Wie verhindern Sie, dass Nutzer dann den Eindruck erhalten, Bewertungen würden nur freigeschaltet, wenn sie positiv ausfallen, wie es auf manchen Portalen der Fall zu sein scheint?

Jeder Anbieter, der mit Who Finance einen Vertrag unterschreibt, unterschreibt damit auch, dass negative Kundenbewertungen der Berater nicht unterdrückt werden. Denn die Anbieter verstehen, dass ein Portal, das nur positive Kundenmeinungen zulässt, unsinnig wäre.

Dennoch überwiegen positive Bewertungen bei Weitem. Das lässt sich damit erklären, dass Kunden nach einem Kauf vor allem ihre eigene Kaufentscheidung bewerten. Deshalb sind Bewertungen kurz nach einer Kaufentscheidung eher positiv. Dieser Hang zu positiven Bewertungen ist normal. Dennoch muss man Verbrauchern die Möglichkeit geben, auch negative Urteile abzugeben, und das nicht so schwer machen, dass die Nutzer die Lust verlieren, negative Bewertungen abzugeben.

Auch bei uns gibt es natürlich Regeln dazu, was nicht in der Bewertung stehen darf. Neben Schmähkritiken gehört dazu auch, dass über nichts geschrieben werden darf, was aktuell vor Gericht verhandelt wird. Anbieter haben auch die Möglichkeit, gegen negative Bewertungen Einspruch zu erheben, dann wird zwischen beiden Seiten vermittelt. Das geht dann zu 80 bis 90 Prozent zugunsten des Bewerters aus, zu etwa 10 Prozent für den Anbieter.

Wenn Banken selbst eine Bewertungsfunktion auf ihren Seiten einbauen wollen, müssten sie diese jetzt auch prüfen.

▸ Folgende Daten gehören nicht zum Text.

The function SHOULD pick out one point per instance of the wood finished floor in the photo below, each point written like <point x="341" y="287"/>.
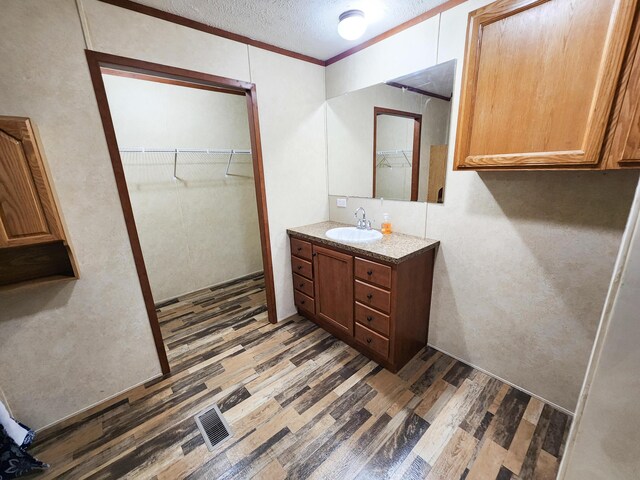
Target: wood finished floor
<point x="301" y="405"/>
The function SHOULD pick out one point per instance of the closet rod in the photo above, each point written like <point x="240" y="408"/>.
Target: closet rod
<point x="186" y="150"/>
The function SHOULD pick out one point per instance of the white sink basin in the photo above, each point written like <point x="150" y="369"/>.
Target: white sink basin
<point x="353" y="235"/>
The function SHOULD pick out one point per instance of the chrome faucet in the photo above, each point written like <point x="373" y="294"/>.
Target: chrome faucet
<point x="362" y="223"/>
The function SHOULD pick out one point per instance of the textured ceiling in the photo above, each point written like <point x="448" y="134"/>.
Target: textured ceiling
<point x="437" y="79"/>
<point x="303" y="26"/>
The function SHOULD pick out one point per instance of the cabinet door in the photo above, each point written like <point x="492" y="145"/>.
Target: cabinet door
<point x="623" y="143"/>
<point x="28" y="213"/>
<point x="333" y="276"/>
<point x="539" y="81"/>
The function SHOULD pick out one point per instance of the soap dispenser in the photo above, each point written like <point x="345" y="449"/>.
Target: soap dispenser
<point x="386" y="225"/>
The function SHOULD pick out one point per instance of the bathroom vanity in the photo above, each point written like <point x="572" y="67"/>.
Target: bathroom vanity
<point x="374" y="296"/>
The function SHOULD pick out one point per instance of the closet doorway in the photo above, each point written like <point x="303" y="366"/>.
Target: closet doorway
<point x="185" y="150"/>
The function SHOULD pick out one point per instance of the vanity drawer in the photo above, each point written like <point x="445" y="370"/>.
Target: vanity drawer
<point x="301" y="248"/>
<point x="373" y="272"/>
<point x="302" y="267"/>
<point x="303" y="302"/>
<point x="372" y="319"/>
<point x="303" y="285"/>
<point x="372" y="340"/>
<point x="373" y="296"/>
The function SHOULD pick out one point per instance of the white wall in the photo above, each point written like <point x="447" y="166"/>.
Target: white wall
<point x="57" y="356"/>
<point x="525" y="258"/>
<point x="203" y="229"/>
<point x="605" y="439"/>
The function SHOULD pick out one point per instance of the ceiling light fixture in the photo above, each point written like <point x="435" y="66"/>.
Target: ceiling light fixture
<point x="352" y="24"/>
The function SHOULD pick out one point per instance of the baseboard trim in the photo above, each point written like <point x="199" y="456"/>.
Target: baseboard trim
<point x="557" y="407"/>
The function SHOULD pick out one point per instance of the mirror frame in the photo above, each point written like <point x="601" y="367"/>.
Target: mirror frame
<point x="415" y="160"/>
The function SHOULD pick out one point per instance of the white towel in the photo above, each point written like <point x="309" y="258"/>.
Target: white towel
<point x="17" y="432"/>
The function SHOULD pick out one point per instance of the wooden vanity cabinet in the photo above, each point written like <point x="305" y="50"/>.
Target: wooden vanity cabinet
<point x="539" y="82"/>
<point x="381" y="309"/>
<point x="33" y="245"/>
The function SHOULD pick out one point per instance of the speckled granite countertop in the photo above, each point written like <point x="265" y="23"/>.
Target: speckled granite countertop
<point x="394" y="248"/>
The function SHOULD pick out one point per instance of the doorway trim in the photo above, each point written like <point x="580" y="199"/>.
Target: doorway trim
<point x="99" y="60"/>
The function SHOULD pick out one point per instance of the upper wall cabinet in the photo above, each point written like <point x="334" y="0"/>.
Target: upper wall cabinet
<point x="539" y="81"/>
<point x="622" y="146"/>
<point x="33" y="246"/>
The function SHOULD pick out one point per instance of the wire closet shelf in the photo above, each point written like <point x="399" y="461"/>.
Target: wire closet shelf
<point x="394" y="158"/>
<point x="227" y="157"/>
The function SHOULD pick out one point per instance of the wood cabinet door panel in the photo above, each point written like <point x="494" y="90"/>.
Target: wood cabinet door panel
<point x="539" y="81"/>
<point x="304" y="302"/>
<point x="334" y="287"/>
<point x="27" y="212"/>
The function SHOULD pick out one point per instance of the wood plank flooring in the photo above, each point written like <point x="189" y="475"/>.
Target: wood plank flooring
<point x="301" y="405"/>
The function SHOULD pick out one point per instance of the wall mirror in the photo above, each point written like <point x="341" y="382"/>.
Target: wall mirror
<point x="391" y="140"/>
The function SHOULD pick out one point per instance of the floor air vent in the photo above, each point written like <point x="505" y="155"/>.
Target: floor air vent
<point x="213" y="427"/>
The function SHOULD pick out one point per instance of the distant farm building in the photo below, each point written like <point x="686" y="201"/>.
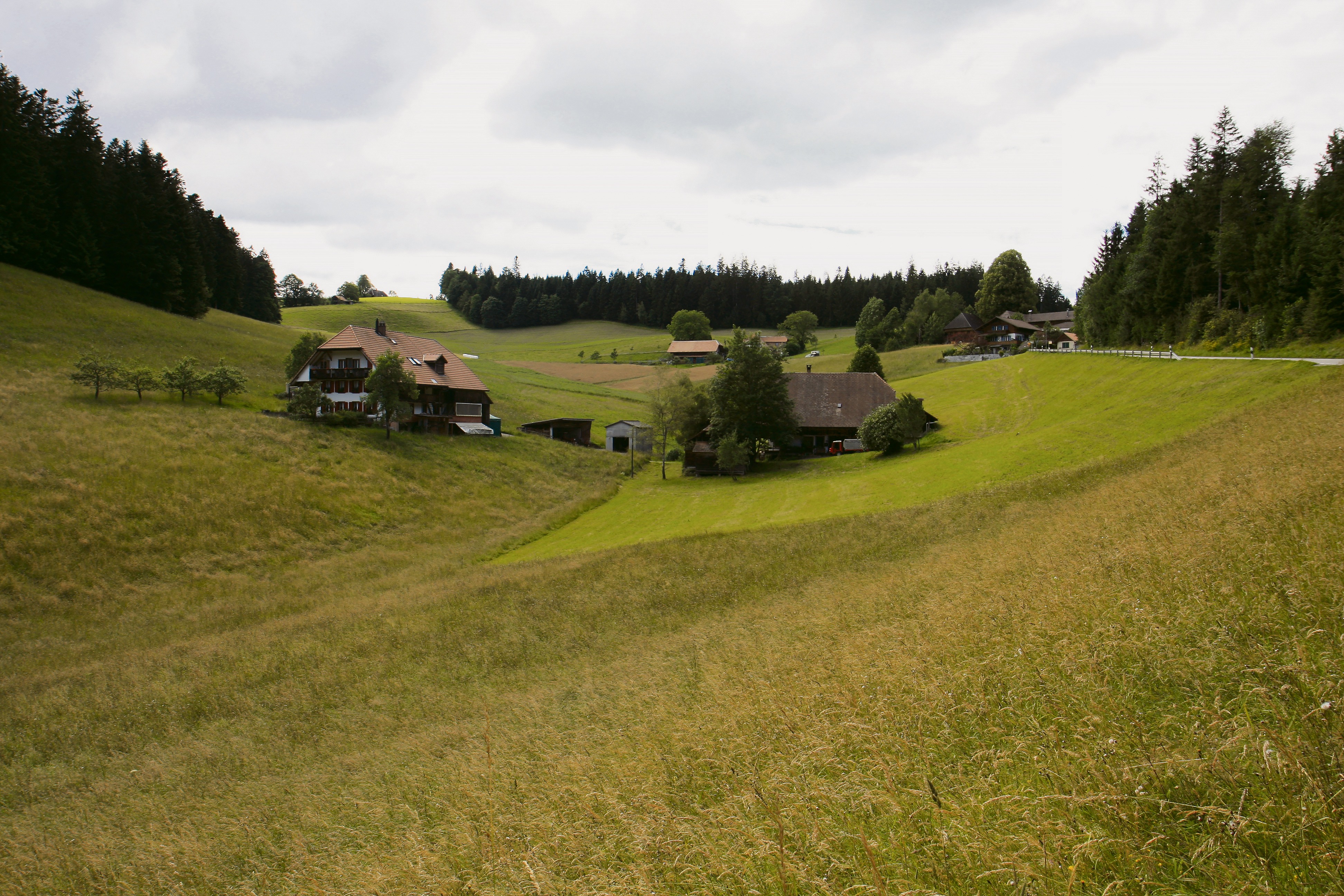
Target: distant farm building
<point x="577" y="430"/>
<point x="831" y="406"/>
<point x="449" y="398"/>
<point x="619" y="437"/>
<point x="696" y="350"/>
<point x="1011" y="328"/>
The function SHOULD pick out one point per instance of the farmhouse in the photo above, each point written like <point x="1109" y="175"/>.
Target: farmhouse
<point x="449" y="397"/>
<point x="564" y="429"/>
<point x="696" y="350"/>
<point x="1010" y="328"/>
<point x="619" y="437"/>
<point x="831" y="406"/>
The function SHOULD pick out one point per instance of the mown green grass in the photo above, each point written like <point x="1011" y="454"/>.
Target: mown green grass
<point x="107" y="499"/>
<point x="49" y="323"/>
<point x="526" y="395"/>
<point x="1115" y="680"/>
<point x="896" y="366"/>
<point x="1002" y="421"/>
<point x="425" y="318"/>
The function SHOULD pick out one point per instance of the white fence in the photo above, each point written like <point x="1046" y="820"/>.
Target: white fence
<point x="1126" y="353"/>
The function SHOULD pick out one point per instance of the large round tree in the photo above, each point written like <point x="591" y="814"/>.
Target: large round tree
<point x="1007" y="287"/>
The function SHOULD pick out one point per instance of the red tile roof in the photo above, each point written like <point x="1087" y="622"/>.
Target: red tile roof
<point x="374" y="344"/>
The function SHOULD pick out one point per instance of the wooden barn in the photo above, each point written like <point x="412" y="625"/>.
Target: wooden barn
<point x="577" y="430"/>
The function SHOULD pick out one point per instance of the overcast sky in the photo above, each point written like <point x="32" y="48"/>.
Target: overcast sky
<point x="394" y="138"/>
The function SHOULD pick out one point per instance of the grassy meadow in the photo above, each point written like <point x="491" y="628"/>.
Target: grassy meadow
<point x="1002" y="422"/>
<point x="1089" y="640"/>
<point x="1117" y="679"/>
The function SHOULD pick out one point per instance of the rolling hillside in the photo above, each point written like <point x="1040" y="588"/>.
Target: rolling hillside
<point x="246" y="656"/>
<point x="1002" y="422"/>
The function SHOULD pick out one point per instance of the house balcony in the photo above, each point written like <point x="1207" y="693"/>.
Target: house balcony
<point x="338" y="373"/>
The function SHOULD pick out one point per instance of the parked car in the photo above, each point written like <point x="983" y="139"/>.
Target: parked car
<point x="847" y="447"/>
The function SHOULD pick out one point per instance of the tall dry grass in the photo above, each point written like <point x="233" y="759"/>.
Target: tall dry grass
<point x="1116" y="680"/>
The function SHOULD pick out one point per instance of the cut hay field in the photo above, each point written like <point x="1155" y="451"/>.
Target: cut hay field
<point x="1128" y="691"/>
<point x="1002" y="422"/>
<point x="244" y="656"/>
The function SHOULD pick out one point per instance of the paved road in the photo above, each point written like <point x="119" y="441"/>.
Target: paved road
<point x="1331" y="362"/>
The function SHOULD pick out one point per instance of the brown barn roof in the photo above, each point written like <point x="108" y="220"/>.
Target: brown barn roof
<point x="838" y="400"/>
<point x="374" y="344"/>
<point x="696" y="346"/>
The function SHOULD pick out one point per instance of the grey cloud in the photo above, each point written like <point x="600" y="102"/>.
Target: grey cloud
<point x="811" y="103"/>
<point x="143" y="62"/>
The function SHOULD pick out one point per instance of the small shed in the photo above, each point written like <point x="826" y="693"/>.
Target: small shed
<point x="565" y="429"/>
<point x="696" y="350"/>
<point x="619" y="437"/>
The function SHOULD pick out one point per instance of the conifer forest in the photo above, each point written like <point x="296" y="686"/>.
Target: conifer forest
<point x="1230" y="254"/>
<point x="115" y="217"/>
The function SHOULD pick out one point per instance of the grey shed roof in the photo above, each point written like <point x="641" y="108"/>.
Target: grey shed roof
<point x="965" y="320"/>
<point x="837" y="400"/>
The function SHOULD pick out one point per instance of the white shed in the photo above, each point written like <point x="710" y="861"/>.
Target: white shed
<point x="619" y="437"/>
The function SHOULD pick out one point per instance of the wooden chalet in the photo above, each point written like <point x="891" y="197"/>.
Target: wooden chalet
<point x="449" y="397"/>
<point x="577" y="430"/>
<point x="831" y="406"/>
<point x="696" y="350"/>
<point x="1010" y="328"/>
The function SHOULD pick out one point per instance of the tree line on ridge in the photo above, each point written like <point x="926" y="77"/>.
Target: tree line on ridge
<point x="1232" y="254"/>
<point x="113" y="217"/>
<point x="737" y="293"/>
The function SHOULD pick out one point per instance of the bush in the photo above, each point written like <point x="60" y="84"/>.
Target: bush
<point x="345" y="418"/>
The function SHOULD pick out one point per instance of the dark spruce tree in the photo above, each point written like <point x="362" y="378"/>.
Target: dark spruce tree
<point x="115" y="217"/>
<point x="1229" y="256"/>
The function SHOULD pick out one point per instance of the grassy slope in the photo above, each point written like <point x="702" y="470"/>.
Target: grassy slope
<point x="1113" y="675"/>
<point x="1003" y="422"/>
<point x="131" y="507"/>
<point x="521" y="395"/>
<point x="408" y="316"/>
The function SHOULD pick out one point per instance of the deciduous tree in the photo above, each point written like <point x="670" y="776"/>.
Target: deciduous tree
<point x="867" y="331"/>
<point x="390" y="389"/>
<point x="182" y="378"/>
<point x="749" y="398"/>
<point x="308" y="400"/>
<point x="140" y="379"/>
<point x="866" y="362"/>
<point x="97" y="373"/>
<point x="690" y="326"/>
<point x="1006" y="288"/>
<point x="224" y="379"/>
<point x="802" y="330"/>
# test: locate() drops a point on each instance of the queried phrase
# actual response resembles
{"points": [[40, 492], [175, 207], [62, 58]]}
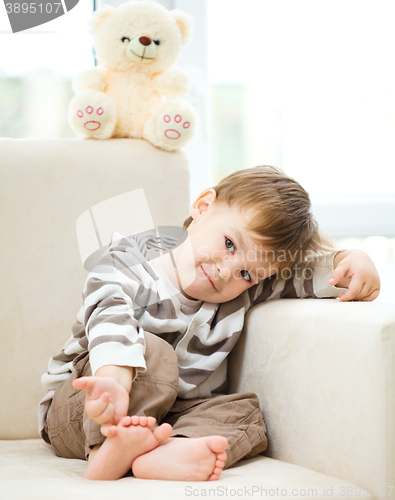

Und wenn eine Bank eine nicht authentische negative Bewertung löscht, hat sie schnell einen gewaltigen Shitstorm. Eine Plattform wie Who Finance hingegen kann das tun.

Namentlich im Reisebereich gibt es das Problem mit Fake-Bewertungen. Stellen Sie das auch fest?

Den größeren Teil dessen, was wir nicht veröffentlichen, bewerten wir als falschpositiv. Falsch-negative Bewertungen sind seltener, aber auch sie kommen vor. Das wäre zum Beispiel der Fall, wenn vom Server eines Finanzvertriebs im großen Stil Berater eines Wettbewerbers negativ bewertet würden.

Wie sieht eigentlich das Geschäftsmodell von Who Finance aus? Basiert es auf Kooperationen mit Anbietern und Provisionen? Oder wie finanziert sich die Plattform?

Das war zu Beginn eine wichtige Diskussion: Wie kann ein Geschäftsmodell aussehen, bei dem wir gleichzeitig unabhängig bleiben? Kooperationen vereinbaren wir deshalb nicht und eine Provision kann es niemals geben. Nutzer können auf unserer Plattform jeden Berater jedes Anbieters in Deutschland bewerten. Wenn er auf der Plattform noch nicht auffindbar ist, können sie ihn anlegen.

Anbieter können bei uns Kunde werden und eine Profilseite anlegen - für den einzelnen Berater, die einzelne Filiale oder das Institut. Diese Seiten sind gestaltbar. Beispielsweise lassen sich dort aktuelle Angebote hochladen, Fragen und Antworten, Videos oder Podcasts. In diesem Premiummodell gibt es eine Grundgebühr und eine klickabhängige Performancegebühr pro Monat. Zudem gibt es Zusatzleistungen wie die Finolix-App, ein Baukasten für Finanzberater, die ihre eigene App haben wollen, um mit Kunden in Kontakt zu bleiben.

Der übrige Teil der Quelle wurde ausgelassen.